I didn’t want to take another chance, so I opted to just to trust in the cowardice of the person who was threatening me. Not that I didn’t first try other resources. Auby and I stayed in touch with the police at the university Jackass was attending. The first time we called in to the police we informed them that one of their students had violated his retraining order. This prompted the police department to open an investigation into the doings of Jackass, and that meant that one particular police office had been assigned to the case. This officer became our point of contact with the university police.
The officer in question had actually spoken with Jackass; he had gotten spooked when he first got served by the restraining order and took it upon himself to go talk to the police to tell them that he was completely innocent of what he was obviously guilty of. That was actually a really bad move on his part, because lying to authorities is a felony- just ask Martha Stuart. Not that he has been arrested and charged with one, but he just dug himself deeper into a hole by going to the police of his own accord and lying to them. In so doing, he committed a crime far more serious than the one he was trying to avoid. He also merely served to arouse the suspicions of the officer in charge of the case.
We started a relationship between the officer in charge of the case and ourselves. We continued to document when he would contact us and we would always forward this information to the officer in charge. He seemed to want to make an arrest of get a subpoena to confiscate his computer and have it reviewed by a computer expert, by all the district attorneys involved seemed to busy to waste the their time on this case.
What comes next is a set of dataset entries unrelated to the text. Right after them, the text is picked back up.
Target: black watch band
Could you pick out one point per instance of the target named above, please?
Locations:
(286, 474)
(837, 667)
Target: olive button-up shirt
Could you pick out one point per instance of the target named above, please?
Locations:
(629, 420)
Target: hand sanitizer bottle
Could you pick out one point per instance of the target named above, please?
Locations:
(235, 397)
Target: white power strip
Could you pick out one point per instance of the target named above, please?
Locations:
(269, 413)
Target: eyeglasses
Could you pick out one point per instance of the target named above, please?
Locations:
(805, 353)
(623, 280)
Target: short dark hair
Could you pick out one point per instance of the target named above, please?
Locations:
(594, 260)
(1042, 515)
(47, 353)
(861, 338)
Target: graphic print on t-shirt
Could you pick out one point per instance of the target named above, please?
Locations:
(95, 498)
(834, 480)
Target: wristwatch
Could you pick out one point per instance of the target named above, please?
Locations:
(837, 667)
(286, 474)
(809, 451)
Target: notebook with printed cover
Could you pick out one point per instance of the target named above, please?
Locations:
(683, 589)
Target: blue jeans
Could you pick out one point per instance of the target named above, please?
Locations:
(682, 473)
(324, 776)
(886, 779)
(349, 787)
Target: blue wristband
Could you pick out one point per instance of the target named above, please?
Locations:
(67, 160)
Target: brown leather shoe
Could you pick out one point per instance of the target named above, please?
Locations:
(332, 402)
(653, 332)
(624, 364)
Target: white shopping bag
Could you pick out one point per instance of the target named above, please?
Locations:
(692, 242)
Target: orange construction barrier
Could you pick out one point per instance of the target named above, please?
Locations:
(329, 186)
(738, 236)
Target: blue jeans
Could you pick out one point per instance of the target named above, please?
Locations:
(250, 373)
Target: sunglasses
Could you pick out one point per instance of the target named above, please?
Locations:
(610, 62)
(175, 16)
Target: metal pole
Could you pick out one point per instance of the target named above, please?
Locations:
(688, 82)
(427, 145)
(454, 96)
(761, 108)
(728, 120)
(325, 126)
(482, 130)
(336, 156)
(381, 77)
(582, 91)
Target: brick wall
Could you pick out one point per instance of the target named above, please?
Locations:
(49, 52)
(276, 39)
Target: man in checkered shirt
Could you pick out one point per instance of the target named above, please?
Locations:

That’s a shame, because it would have been nice to have Jackass confronted by the police and found out for the liar that he is. As it was, I merely had to place my faith in the cowardice that I knew ran deep in him. It had always been part of his modus operandi to be meek in person but say horrible thing over the internet. I could see no reason why now would be any different.
Christmas was wonderful. Jackass contacted us several times and, in cooperation with law enforcement, we encouraged him to reveal himself more and more. We put this evidence in a useful format so that Auby could readily refer to the parts she needed when the hearing arrived. On that fateful day, Jackass was a no show- as we had well expected. In the case where only one of the parties shows up, the court almost always sides with the other party, and so it was with us. Our temporary restraining order was made into a permanent (well, 2 years anyway) protective order.
The next step is to get this California Protective Order domesticated into the State of Texas so that his name will be entered into the Texas law enforcement databases. I’ll let you know how that proceeds.